I agree. She is not helping. I also agree that a wife who "lets herself go" is making a statement that her busy pastor husband who is trying to save the world and forgets all his wife's birthdays needs to get things right at home!

There's pride in the pulpit, there's pride in the pew!

Stephen said...

The most controversial aspect of mark's comment - imo - was making it in the context of haggard's sin. it took the focus of ted and - in the view of some - inappropriately put the focus on his wife.

Anonymous said...

i gotta be honest, i didn't read his comments that way ... but i only really skimmed his post looking for the controversy.

Joe said...

I also didn't read it this way at all. Like someone said on a blog, he really didn't address the issue of homosexuality which as this writer said, no matter how "hot" your wife may be, that really wasn't the issue.

I do however think a big issue is SSA (same sex attraction) issues rarely addressed in the Church at large.

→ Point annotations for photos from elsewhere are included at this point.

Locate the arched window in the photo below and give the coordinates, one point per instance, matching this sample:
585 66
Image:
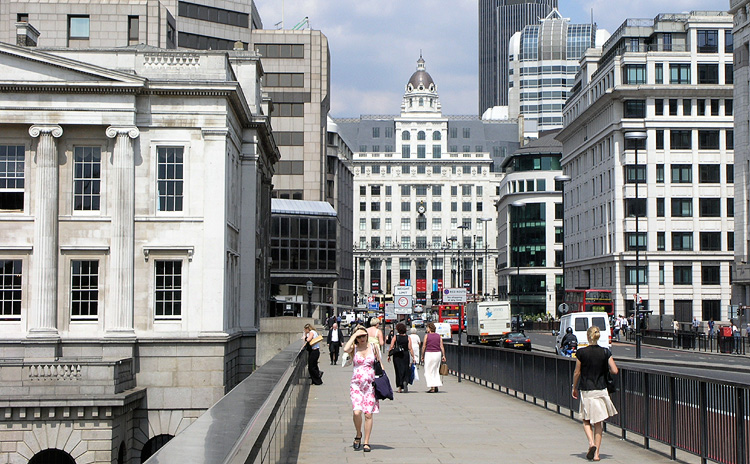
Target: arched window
52 456
153 445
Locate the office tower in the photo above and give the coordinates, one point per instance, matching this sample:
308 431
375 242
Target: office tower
648 142
498 21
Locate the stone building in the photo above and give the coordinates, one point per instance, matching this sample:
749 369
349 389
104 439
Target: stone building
654 213
135 192
425 187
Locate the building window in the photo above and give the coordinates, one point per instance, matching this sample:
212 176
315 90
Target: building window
635 242
87 163
682 173
78 27
10 289
170 178
679 73
708 73
634 74
683 275
12 161
84 290
168 289
682 241
708 139
680 139
682 207
710 241
708 41
635 108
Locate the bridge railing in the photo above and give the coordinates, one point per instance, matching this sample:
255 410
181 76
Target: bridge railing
253 423
700 416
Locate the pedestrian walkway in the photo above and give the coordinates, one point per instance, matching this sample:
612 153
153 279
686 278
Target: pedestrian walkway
463 423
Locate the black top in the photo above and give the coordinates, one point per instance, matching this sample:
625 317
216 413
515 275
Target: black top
594 367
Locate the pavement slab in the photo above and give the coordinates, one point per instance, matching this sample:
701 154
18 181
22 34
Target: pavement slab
463 423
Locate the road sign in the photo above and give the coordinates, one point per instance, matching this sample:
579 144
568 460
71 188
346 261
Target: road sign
402 304
402 290
454 295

If someone wrestles with this, where do they go? I believe this is far greater than imagined.

Anonymous said...

hey PP, marks original comment was not even directed at Gayle Haggard, if you read it in context. But folk are taking the total sum of marks teaching and finding enough kindling for a fire.

Stephen said...

andrew, that's true, but I think Mark's mistake was making the comment in the same blogpost where he's talking about Haggard. he made the comment "in the same general vicinity" as gayle haggard, if you follow me. I think it would be like making a comment that teenage girls nowadays need to dress more modestly in the context of talking about a 16 year old girl who was raped and killed. even though it's not said, someone *might* make the unstated connection that the girl somehow brought it on herself. It simply is not the time to talk about how teenage girls dress. Similarly, I don't think this was the post in which Mark should have talked about pastor's wives being good stewards of their body for their husband.